Saremmo ipocriti se fingessimo di ignorare che, dopo la unanime condanna della guerra su cui nacquero nel 1945 le Nazioni Unite, in realtà le armi non hanno mai taciuto, anche se impiegate in conflitti definiti ‘regionali’ e limitati. Ma questo non ha impedito la nascita e lo sviluppo, non privo di contraddizioni, di un’area di pace come l’UE che poteva fornire un modello per nuove relazioni fra le nazioni e vive invece, dopo la vicenda iugoslava, una nuova tragedia ai propri confini.

Di fronte al fatto compiuto dell’ingiustificabile aggressione russa non possiamo reagire che con la richiesta di un immediato cessate il fuoco, unico strumento per arrestare la carneficina di civili innocenti, in fuga a milioni dalle loro case, e i rischi connessi con le tante centrali nucleari presenti nel paese.

Le sanzioni economiche e il progressivo isolamento dell’aggressore sono utili, anche se colpiscono i cittadini sia di chi le emana che di chi le subisce, ma non appaiono funzionali a fermare rapidamente la perdita di vite umane.

Emerge in modo eclatante l’impotenza dell’ONU, la cui riforma e il cui rilancio appaiono non più rinviabili.

Altrettanto urgente, dopo la caduta del muro di Berlino, è un profondo ripensamento sulla natura e le funzioni della NATO, il cui allargamento a est, in violazione di accordi anche se  informali, non poteva non rilanciare il nazionalismo russo e deve essere fermata. Ma non possiamo ignorare anche la incapacità dell’Europa di darsi una efficace politica estera comune, che avrebbe potuto frenare questo espansionismo guidato dagli USA, che hanno troppo presto dimenticato la crisi innescata dal minacciato dislocamento di missili sovietici a Cuba, nel 1962.
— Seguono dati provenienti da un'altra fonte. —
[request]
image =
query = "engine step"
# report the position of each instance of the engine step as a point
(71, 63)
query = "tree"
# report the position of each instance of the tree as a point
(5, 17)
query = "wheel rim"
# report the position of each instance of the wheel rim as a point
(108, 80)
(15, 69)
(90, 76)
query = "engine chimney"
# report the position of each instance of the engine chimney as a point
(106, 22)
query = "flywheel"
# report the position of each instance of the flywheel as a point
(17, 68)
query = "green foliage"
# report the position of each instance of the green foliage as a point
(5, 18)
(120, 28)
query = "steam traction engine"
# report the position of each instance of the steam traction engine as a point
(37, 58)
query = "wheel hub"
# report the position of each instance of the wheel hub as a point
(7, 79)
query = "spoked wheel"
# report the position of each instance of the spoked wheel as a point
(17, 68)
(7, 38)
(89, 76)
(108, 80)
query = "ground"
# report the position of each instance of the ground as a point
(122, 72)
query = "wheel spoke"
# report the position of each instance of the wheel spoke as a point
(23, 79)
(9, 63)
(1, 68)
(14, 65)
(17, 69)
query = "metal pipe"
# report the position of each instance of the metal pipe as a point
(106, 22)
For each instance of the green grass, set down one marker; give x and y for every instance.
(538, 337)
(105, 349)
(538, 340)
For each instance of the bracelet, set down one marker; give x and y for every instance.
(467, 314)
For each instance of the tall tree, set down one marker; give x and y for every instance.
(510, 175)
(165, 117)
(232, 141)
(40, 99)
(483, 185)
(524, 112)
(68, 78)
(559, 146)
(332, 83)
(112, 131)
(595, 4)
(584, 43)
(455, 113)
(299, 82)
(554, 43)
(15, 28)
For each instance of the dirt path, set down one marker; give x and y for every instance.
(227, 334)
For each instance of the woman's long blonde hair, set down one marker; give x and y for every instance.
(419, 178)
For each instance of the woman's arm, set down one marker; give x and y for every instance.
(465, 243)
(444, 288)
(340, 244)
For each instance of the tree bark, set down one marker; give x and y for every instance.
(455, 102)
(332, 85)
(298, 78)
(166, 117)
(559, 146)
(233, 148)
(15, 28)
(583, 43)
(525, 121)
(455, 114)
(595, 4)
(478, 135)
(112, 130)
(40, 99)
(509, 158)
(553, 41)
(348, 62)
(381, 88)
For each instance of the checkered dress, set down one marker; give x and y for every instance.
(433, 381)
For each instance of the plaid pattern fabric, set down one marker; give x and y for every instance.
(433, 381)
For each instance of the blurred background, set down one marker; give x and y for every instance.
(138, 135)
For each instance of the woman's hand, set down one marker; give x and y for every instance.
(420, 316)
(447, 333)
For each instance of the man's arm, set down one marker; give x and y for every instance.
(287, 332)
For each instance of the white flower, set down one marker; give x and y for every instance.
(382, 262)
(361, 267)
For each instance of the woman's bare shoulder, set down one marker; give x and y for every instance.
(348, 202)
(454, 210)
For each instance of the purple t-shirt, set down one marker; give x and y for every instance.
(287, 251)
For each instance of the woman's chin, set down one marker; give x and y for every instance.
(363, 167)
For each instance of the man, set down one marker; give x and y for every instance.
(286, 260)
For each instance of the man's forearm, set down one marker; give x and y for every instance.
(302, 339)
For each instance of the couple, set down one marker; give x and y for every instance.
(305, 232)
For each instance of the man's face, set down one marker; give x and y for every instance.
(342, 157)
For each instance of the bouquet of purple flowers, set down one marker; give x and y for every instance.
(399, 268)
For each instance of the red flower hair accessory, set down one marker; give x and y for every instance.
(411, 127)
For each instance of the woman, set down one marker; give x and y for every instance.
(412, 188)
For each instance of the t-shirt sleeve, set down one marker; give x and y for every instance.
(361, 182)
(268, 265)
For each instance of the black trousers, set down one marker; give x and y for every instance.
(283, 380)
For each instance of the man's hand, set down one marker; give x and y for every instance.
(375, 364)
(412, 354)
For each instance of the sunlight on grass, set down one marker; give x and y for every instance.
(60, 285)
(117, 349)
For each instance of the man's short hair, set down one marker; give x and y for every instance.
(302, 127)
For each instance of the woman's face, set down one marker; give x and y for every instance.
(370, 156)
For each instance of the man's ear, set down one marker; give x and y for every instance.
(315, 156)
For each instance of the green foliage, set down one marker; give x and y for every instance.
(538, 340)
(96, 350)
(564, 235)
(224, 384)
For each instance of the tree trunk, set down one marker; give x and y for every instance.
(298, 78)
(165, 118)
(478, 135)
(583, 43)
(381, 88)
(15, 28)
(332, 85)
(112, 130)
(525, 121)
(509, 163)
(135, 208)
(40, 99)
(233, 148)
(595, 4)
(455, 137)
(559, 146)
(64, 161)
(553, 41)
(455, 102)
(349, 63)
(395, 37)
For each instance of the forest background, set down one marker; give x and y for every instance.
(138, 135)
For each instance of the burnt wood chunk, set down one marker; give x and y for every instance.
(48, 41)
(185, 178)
Radicalmente sbagliata appare invece la decisione di inviare armi alla Ucraina. In generale perché aumentare la potenza di fuoco sul terreno non fa fare passi avanti verso la pace, nel caso specifico perché esiste un rischio oggettivo che i materiali bellici (definiti ‘letali’) finiscano in mano sia a volontari patriottici ma impreparati, che a ben più pericolosi gruppi filo-nazisti la cui presenza è confermata. In caso di un auspicato cessate il fuoco, come si potrà impedire, in un Paese così complesso, l’apertura di faide e scontri su base etnica?

 

Pagheremo a lungo il prezzo di questa violazione del diritto internazionale, sul piano umano e economico, soprattutto per la caduta del clima di reciproca fiducia e collaborazione che si stava progressivamente affermando in un continente che va dal Portogallo agli Urali.

L’UE sta giustamente dimostrando nei fatti la sua solidarietà al popolo ucraino; non deve però rinunciare a pretendere dagli stati membri e da quelli che aspirano a divenirlo il rispetto delle regole democratiche, dei diritti civili e dei principi di pace e solidarietà su cui è fondata.

 

Come Coordinamento toscano per la Democrazia Costituzionale parteciperemo senza pregiudiziali, ogni volta che sarà possibile, a tutte le manifestazioni indette per chiedere il cessate il fuoco e il ritorno alla diplomazia per risolvere le controversie internazionali.